Hata 3- Hatalar silsilesinin önemli halkalarıından biri bilgisayarlı tomografi çekilmesi. Hiç bir şikâyette bulunmayan ve efor testi normal olan bir hastada, sonucu ne olursa olsun tedaviyi etkilemeyeceğinden, bu tetkike hiç gerek yoktu. Hasta istedi diye böyle bir incelemeyi yapan tıbbi merkezin, ölümle pençeleşen hastanın bu duruma düşmesinde sorumluluğu yok mu?
Hata 2- İlk gören hekimin hiç mi sorumluluğu yok? Şeker hastalığının olabileceğini, hafif de olsa böbreklerdeki bozulmanın çok ciddiye alınması gerektiğini anlatmalıydı. Uzun vadede sağlığını korumak için alması gereken tedbirleri ayrıntıyla açıklamalı, tavsiye ettiği hayat tarzı degişikliklerinin etkisini öçmek için bir takip planı yapmalıydı. Kendisinin müsait olmadığı zamanlarda, yerine bakacak bir meslekdaşının olmaması da ayrı bir eksiklik.
Hata 1- Hasta birkaç ay içinde beş ayrı doktor ve sağlık merkezi tarafından incelendi veya tedavi edildi. Paylaşılabilen ortak bir kayıt sistemi olmadığı için daha önce hastanın nelerden geçtiği doğru dürüst bilinmiyor. Hele tatil günüyse haberleş-me tamamiyle duruyor. Olumsuz sonuca giden yolu döşeyen hata taşlarından biri de iletişim eksikliği.
Hataları nasıl önleriz?
Emel Hanım’ın ölümcül duruma gelmesinden hataların hiç biri tek başına sorumlu değil. Üzücü sonucu sadece doktorların hatası olarak görmek de yanlış.

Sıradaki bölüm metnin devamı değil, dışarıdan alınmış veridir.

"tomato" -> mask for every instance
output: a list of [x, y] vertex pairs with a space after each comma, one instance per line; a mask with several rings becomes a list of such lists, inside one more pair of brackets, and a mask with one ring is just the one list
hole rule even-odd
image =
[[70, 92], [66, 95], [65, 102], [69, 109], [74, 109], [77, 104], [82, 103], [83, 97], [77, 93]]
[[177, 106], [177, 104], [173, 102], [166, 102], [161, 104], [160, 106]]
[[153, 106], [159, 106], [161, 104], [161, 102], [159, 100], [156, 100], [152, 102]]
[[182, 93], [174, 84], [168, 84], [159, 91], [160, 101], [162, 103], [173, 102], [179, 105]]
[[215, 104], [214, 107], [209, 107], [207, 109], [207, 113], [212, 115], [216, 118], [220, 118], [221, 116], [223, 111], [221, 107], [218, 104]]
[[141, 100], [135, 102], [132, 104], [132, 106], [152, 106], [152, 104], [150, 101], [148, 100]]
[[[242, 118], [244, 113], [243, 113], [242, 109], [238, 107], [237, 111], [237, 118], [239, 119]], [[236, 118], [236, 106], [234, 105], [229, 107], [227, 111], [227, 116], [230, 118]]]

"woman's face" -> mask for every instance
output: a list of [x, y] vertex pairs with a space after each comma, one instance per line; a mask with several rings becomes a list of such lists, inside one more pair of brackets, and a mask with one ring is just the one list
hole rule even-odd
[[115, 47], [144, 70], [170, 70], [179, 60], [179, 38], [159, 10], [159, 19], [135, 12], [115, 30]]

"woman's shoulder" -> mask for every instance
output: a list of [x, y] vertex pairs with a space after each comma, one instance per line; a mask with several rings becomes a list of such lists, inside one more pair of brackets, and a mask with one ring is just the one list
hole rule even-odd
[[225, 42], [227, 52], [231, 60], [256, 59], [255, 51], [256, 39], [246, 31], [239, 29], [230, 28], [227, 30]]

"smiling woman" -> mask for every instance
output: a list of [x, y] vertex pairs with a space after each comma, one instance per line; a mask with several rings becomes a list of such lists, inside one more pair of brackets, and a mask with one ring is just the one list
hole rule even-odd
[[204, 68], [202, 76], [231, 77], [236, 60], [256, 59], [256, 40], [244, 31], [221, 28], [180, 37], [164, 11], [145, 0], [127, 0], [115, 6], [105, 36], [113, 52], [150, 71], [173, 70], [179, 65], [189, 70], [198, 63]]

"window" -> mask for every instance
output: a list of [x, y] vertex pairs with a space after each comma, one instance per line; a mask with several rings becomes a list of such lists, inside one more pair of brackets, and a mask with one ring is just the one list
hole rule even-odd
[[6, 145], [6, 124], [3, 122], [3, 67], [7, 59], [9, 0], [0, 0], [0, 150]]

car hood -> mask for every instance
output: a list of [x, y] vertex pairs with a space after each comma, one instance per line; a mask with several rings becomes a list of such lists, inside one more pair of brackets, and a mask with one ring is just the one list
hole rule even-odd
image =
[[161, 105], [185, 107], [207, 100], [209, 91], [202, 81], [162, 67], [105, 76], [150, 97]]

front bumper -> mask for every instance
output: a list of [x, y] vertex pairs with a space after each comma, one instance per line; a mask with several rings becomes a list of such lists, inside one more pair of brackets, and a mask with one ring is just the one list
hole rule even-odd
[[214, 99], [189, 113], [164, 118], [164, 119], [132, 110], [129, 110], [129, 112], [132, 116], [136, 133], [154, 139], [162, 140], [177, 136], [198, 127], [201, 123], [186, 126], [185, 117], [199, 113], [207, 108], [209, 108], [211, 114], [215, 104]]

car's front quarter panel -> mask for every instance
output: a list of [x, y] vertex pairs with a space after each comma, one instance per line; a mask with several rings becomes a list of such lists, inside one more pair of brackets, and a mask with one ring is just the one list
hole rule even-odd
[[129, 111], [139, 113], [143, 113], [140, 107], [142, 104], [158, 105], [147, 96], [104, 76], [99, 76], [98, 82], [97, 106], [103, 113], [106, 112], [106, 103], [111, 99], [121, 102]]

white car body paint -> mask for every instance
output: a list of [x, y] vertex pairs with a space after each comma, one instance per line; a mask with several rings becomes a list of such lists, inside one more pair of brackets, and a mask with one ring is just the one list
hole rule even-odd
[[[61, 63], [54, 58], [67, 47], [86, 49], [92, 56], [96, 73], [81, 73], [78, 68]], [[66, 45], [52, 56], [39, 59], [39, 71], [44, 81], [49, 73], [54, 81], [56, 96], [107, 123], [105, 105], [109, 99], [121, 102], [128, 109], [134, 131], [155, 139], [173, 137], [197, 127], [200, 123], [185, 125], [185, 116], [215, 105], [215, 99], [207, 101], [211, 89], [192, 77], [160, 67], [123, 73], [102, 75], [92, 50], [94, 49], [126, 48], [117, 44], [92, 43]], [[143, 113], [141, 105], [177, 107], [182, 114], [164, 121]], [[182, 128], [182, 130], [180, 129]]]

Sağlık siteminin birçok parçası var. Her bir parçanın rolü, zorlukları, problemleri, sorunlarına bulunacak çareleri farklı. Tıbbi hataların önlenebilmesi, yalnız bir kişiyi suçlamak ve cezalandırmakla değil hataların oluşmasını önleyecek bir sistemi yaratmakla mümkün. Bunun için başta doktorlar olmak üzere tüm sağlık çalışanları ve kurumları, hata ve eksikliklerini açıkça tartışabilmeli çözüm yollarını beraberce bulup uygulayabilmeliler.
El birliğiyle hataların tekrar edilmeyeceği bir ortamın yaratılması için başka çare yok.